Tight budgets and competing priorities over the past decade have diminished NASA’s life and physical sciences program, leaving the agency poorly positioned to take full advantage of the laboratory environment aboard the international space station (ISS) as it transitions from assembly to full-scale utilization this year, a study by the U.S. National Research Council (NRC) asserts.
The April 5 report, “Recapturing a Future for Space Exploration: Life and Physical Sciences Research for a New Era,” said elevating NASA’s life and physical sciences research program could yield biological insights and technological advances needed to facilitate human space exploration. One of a series of so-called decadal surveys the NRC has produced for NASA, and the first on life and physical sciences related to manned exploration missions, the report outlines research priorities for the next decade that could result in substantial payoffs for human exploration of space.

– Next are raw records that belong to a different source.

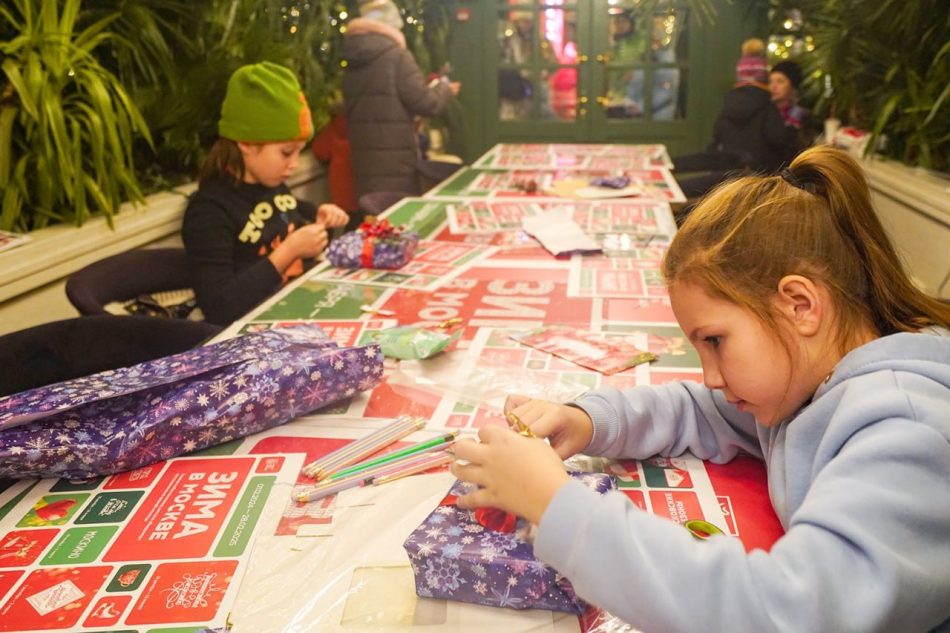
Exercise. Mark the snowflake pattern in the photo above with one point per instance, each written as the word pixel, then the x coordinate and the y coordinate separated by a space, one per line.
pixel 455 557
pixel 128 418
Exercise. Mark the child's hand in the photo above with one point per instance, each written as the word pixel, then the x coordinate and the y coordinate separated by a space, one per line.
pixel 569 429
pixel 332 216
pixel 307 241
pixel 516 474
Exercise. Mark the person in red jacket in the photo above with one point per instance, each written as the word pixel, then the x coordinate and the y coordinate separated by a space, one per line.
pixel 332 146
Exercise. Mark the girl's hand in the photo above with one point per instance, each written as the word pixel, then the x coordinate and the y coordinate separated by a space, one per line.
pixel 305 242
pixel 569 429
pixel 332 216
pixel 516 474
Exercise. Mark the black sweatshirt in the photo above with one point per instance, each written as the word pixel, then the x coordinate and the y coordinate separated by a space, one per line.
pixel 228 233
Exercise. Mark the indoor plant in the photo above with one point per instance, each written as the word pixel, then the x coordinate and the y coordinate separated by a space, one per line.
pixel 67 124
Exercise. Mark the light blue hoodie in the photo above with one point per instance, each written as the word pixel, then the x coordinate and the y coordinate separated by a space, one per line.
pixel 860 478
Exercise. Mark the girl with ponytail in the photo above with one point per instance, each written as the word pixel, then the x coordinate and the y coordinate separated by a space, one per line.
pixel 821 358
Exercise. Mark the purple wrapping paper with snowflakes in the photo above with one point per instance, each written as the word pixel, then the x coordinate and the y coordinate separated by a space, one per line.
pixel 454 557
pixel 126 418
pixel 376 245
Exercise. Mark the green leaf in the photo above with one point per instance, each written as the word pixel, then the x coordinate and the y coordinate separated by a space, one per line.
pixel 16 80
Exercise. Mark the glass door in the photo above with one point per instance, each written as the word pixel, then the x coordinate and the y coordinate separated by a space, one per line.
pixel 592 70
pixel 643 65
pixel 538 69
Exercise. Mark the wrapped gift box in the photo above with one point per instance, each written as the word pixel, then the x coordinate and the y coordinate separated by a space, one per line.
pixel 456 557
pixel 123 419
pixel 373 245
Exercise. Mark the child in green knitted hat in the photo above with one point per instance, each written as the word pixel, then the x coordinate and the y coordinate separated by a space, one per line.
pixel 244 231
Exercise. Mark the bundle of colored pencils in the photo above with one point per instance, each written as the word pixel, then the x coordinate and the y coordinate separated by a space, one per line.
pixel 343 468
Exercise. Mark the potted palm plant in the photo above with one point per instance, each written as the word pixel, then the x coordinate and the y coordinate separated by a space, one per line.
pixel 67 125
pixel 884 66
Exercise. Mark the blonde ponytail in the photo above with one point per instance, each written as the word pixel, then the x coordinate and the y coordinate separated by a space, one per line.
pixel 894 303
pixel 814 220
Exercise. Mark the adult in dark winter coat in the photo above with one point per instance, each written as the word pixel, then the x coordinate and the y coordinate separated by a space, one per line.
pixel 749 134
pixel 383 91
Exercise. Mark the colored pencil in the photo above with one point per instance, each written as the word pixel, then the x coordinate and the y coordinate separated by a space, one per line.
pixel 325 490
pixel 437 460
pixel 430 445
pixel 365 446
pixel 522 428
pixel 387 472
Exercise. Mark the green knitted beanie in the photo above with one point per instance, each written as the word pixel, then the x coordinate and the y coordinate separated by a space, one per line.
pixel 264 104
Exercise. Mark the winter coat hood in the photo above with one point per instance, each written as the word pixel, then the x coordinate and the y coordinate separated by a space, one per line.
pixel 744 101
pixel 366 40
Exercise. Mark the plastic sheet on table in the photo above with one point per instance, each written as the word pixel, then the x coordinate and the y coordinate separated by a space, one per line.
pixel 355 575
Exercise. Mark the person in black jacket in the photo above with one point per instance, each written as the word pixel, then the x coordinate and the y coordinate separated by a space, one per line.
pixel 749 134
pixel 383 92
pixel 245 233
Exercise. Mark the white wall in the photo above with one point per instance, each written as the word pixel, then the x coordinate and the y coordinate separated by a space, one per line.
pixel 33 276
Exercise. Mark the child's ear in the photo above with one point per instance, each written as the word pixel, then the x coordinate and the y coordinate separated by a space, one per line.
pixel 799 299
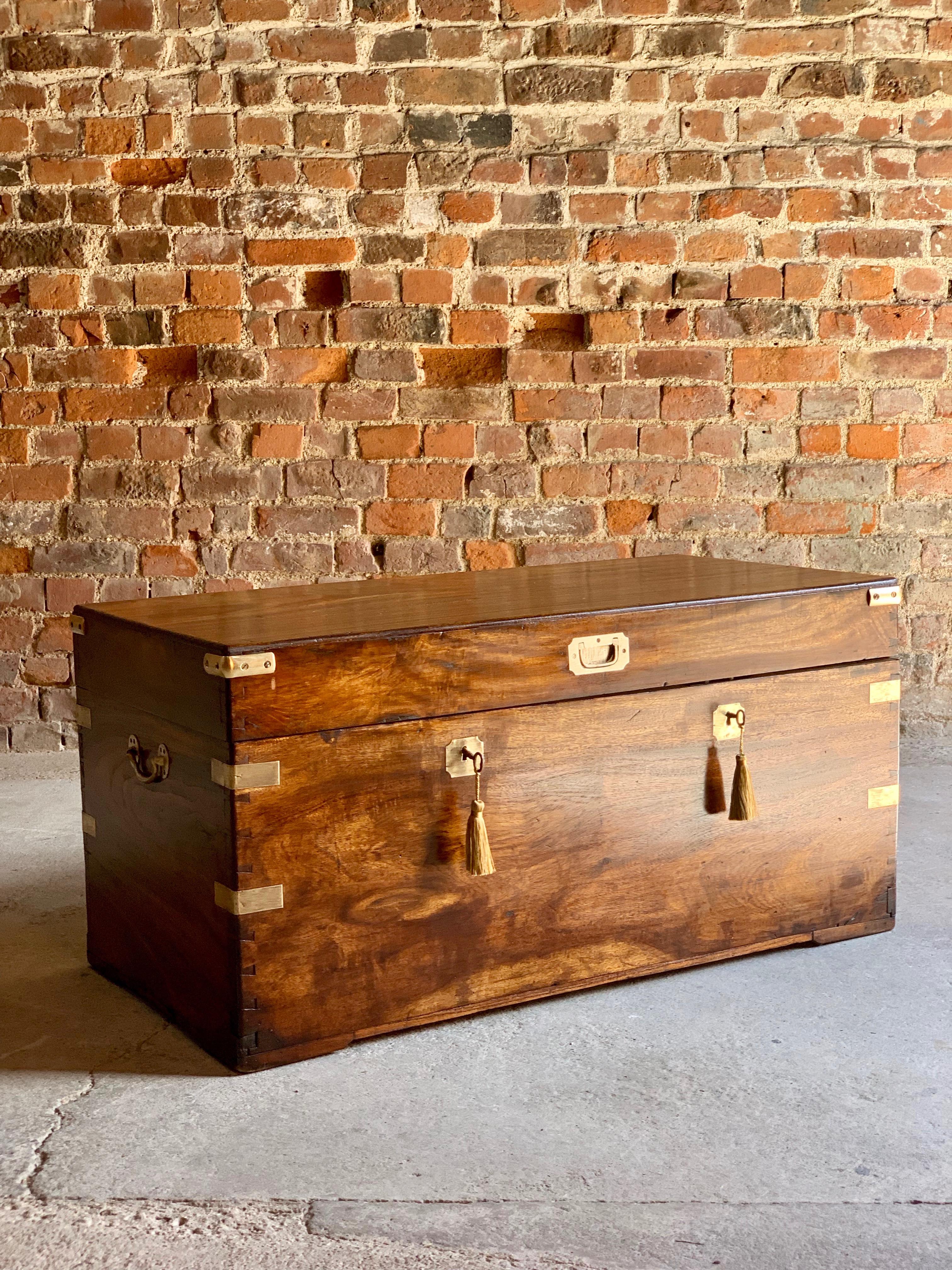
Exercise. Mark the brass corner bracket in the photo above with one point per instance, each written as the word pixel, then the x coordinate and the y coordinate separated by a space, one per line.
pixel 239 667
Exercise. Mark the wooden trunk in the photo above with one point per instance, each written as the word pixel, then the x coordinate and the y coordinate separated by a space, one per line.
pixel 298 879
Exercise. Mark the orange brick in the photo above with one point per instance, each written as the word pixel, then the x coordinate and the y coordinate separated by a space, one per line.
pixel 54 290
pixel 427 481
pixel 819 439
pixel 111 443
pixel 873 441
pixel 110 136
pixel 626 518
pixel 427 288
pixel 207 327
pixel 479 327
pixel 14 559
pixel 474 209
pixel 44 483
pixel 460 368
pixel 450 441
pixel 867 283
pixel 279 441
pixel 169 561
pixel 215 289
pixel 14 448
pixel 490 556
pixel 399 441
pixel 403 520
pixel 785 365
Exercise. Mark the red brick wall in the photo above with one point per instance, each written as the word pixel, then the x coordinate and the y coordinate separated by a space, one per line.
pixel 294 291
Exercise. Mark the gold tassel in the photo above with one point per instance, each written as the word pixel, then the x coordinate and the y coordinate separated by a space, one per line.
pixel 479 858
pixel 743 801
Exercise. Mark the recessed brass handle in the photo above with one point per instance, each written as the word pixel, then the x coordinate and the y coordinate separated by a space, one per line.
pixel 146 774
pixel 594 655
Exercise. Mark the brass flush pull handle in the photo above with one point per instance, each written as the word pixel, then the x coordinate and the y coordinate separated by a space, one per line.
pixel 594 655
pixel 146 775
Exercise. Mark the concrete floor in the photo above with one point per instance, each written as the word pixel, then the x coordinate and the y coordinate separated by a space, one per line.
pixel 785 1112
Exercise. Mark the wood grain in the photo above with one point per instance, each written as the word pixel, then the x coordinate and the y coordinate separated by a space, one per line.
pixel 329 685
pixel 609 865
pixel 150 876
pixel 243 621
pixel 334 684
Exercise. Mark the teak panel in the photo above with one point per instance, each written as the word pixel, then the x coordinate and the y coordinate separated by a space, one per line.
pixel 347 684
pixel 609 863
pixel 151 869
pixel 277 616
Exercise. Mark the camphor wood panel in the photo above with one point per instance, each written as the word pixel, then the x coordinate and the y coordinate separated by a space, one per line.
pixel 609 864
pixel 151 870
pixel 347 684
pixel 233 621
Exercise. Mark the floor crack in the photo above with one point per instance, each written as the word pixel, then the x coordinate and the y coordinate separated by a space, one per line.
pixel 41 1153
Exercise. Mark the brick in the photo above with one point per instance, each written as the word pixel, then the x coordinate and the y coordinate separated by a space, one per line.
pixel 402 519
pixel 808 519
pixel 441 481
pixel 427 288
pixel 653 364
pixel 279 441
pixel 54 291
pixel 785 366
pixel 873 441
pixel 460 368
pixel 399 441
pixel 898 364
pixel 490 556
pixel 169 561
pixel 306 365
pixel 555 404
pixel 207 327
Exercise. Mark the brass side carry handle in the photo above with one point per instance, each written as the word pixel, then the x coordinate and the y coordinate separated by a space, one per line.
pixel 146 774
pixel 594 655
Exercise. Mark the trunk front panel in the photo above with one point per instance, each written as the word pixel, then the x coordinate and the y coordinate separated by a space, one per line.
pixel 611 859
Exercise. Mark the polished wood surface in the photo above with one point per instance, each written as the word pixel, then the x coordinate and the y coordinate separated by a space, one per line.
pixel 234 621
pixel 351 683
pixel 609 863
pixel 324 685
pixel 150 876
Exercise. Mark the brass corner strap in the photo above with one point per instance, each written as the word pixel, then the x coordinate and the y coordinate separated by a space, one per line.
pixel 879 596
pixel 883 796
pixel 885 690
pixel 253 900
pixel 239 667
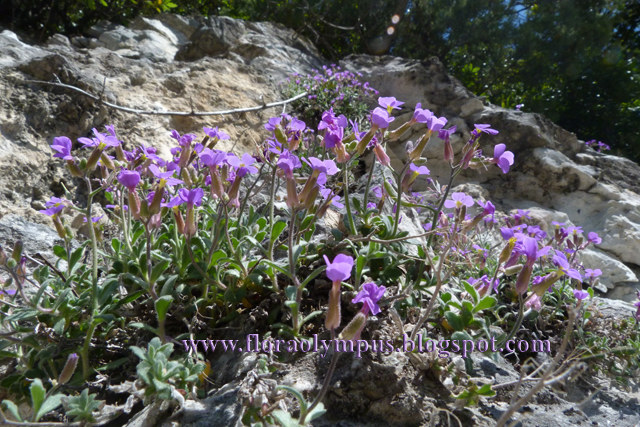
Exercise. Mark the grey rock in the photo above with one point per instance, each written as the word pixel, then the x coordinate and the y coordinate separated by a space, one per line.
pixel 14 52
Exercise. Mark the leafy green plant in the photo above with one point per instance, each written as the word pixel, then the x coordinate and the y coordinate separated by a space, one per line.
pixel 161 375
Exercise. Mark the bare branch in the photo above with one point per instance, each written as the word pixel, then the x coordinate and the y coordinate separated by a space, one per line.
pixel 168 113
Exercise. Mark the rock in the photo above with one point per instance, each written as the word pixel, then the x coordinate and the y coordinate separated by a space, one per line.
pixel 15 52
pixel 614 272
pixel 213 39
pixel 37 238
pixel 223 408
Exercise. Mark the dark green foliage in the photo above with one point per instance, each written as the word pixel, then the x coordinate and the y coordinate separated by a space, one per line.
pixel 575 62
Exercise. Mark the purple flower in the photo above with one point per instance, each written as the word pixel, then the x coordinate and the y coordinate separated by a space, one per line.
pixel 528 246
pixel 272 123
pixel 212 158
pixel 421 115
pixel 94 219
pixel 389 103
pixel 502 158
pixel 165 177
pixel 129 179
pixel 328 194
pixel 215 133
pixel 323 166
pixel 329 120
pixel 445 134
pixel 243 166
pixel 580 295
pixel 435 124
pixel 370 294
pixel 419 170
pixel 594 238
pixel 54 206
pixel 340 269
pixel 191 197
pixel 482 128
pixel 592 274
pixel 487 208
pixel 457 200
pixel 101 140
pixel 381 118
pixel 333 137
pixel 560 261
pixel 183 140
pixel 62 145
pixel 288 162
pixel 483 284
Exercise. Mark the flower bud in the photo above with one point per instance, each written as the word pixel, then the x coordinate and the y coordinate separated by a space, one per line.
pixel 353 330
pixel 73 168
pixel 190 227
pixel 154 208
pixel 448 151
pixel 69 369
pixel 3 256
pixel 522 282
pixel 179 220
pixel 134 204
pixel 155 221
pixel 107 162
pixel 392 136
pixel 292 195
pixel 416 152
pixel 510 271
pixel 59 227
pixel 506 251
pixel 362 144
pixel 332 320
pixel 17 251
pixel 93 159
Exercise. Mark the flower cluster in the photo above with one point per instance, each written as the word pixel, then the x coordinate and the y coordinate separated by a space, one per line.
pixel 331 87
pixel 599 146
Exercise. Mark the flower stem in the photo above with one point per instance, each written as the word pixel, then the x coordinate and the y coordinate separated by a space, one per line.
pixel 347 203
pixel 399 197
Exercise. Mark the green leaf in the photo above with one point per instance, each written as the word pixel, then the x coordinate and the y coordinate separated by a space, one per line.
pixel 60 252
pixel 454 320
pixel 138 352
pixel 284 418
pixel 38 394
pixel 107 289
pixel 162 306
pixel 486 390
pixel 13 409
pixel 485 303
pixel 49 405
pixel 75 257
pixel 116 245
pixel 461 336
pixel 471 291
pixel 43 287
pixel 312 276
pixel 466 313
pixel 22 314
pixel 361 262
pixel 316 412
pixel 169 285
pixel 297 394
pixel 131 297
pixel 158 269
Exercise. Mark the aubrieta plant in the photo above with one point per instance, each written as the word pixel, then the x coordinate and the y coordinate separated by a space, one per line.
pixel 208 235
pixel 330 88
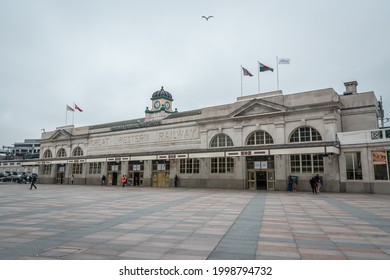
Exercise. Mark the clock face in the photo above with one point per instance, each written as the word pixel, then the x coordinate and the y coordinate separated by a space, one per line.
pixel 156 104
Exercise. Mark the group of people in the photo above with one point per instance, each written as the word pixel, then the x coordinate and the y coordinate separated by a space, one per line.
pixel 315 184
pixel 124 180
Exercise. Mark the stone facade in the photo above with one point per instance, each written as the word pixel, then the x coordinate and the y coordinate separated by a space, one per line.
pixel 253 143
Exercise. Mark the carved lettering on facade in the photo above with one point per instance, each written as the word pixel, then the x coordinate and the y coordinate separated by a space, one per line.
pixel 144 138
pixel 99 142
pixel 132 139
pixel 177 134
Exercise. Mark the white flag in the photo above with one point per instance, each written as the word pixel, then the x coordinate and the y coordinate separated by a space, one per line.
pixel 284 61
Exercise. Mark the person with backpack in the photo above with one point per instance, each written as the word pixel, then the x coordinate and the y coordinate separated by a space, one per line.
pixel 313 185
pixel 33 180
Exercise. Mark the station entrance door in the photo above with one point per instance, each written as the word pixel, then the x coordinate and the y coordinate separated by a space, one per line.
pixel 260 173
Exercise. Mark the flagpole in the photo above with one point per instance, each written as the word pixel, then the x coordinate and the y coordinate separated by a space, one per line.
pixel 277 72
pixel 258 76
pixel 241 79
pixel 73 114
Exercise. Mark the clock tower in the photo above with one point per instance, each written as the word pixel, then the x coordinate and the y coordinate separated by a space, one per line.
pixel 161 105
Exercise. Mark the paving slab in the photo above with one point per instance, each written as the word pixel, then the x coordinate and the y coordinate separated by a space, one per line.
pixel 78 222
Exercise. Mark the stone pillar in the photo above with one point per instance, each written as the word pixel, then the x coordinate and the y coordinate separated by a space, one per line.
pixel 147 173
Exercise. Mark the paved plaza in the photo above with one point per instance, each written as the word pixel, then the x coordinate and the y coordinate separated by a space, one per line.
pixel 114 223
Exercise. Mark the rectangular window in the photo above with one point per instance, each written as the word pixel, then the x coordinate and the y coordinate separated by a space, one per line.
pixel 295 164
pixel 353 166
pixel 318 163
pixel 222 165
pixel 307 163
pixel 380 162
pixel 189 165
pixel 77 168
pixel 95 168
pixel 46 169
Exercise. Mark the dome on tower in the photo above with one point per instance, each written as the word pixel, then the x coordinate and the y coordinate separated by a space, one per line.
pixel 162 94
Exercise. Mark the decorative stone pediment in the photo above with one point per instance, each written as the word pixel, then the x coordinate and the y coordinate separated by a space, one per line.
pixel 61 134
pixel 258 107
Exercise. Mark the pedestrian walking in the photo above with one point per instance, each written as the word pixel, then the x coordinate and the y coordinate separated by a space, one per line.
pixel 313 185
pixel 318 182
pixel 33 180
pixel 290 182
pixel 176 181
pixel 124 181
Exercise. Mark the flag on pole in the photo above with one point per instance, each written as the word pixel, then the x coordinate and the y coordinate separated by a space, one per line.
pixel 68 108
pixel 264 68
pixel 77 107
pixel 284 61
pixel 246 72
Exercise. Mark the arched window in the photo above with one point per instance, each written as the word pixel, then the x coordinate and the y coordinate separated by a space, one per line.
pixel 305 134
pixel 221 140
pixel 61 153
pixel 47 154
pixel 259 137
pixel 77 152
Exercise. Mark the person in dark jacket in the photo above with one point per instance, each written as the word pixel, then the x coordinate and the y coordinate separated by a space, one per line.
pixel 313 185
pixel 33 180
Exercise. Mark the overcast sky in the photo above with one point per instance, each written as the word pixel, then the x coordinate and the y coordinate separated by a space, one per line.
pixel 109 56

NASA’s life and physical sciences budget was approximately $500 million in 2002; today it is less than $200 million. Most of that funding currently goes to NASA’s human research program within the Exploration Systems Mission Directorate, while just $47 million funds the space station’s life and physical sciences research program, the NRC report says. As a result, the station’s portfolio of scientific research, which in 2002 funded 966 investigations, had diminished to 285 as of 2008.
In urging NASA to re-establish its life and physical sciences initiatives, the NRC recommends a program governed by a central management authority with access to a stable funding base.
“It is now time for NASA to return to a high level of programmatic vision and dedication to life and physical sciences research to ensure that the considerable obstacles to long-duration human exploration missions in space can be resolved,” the report states.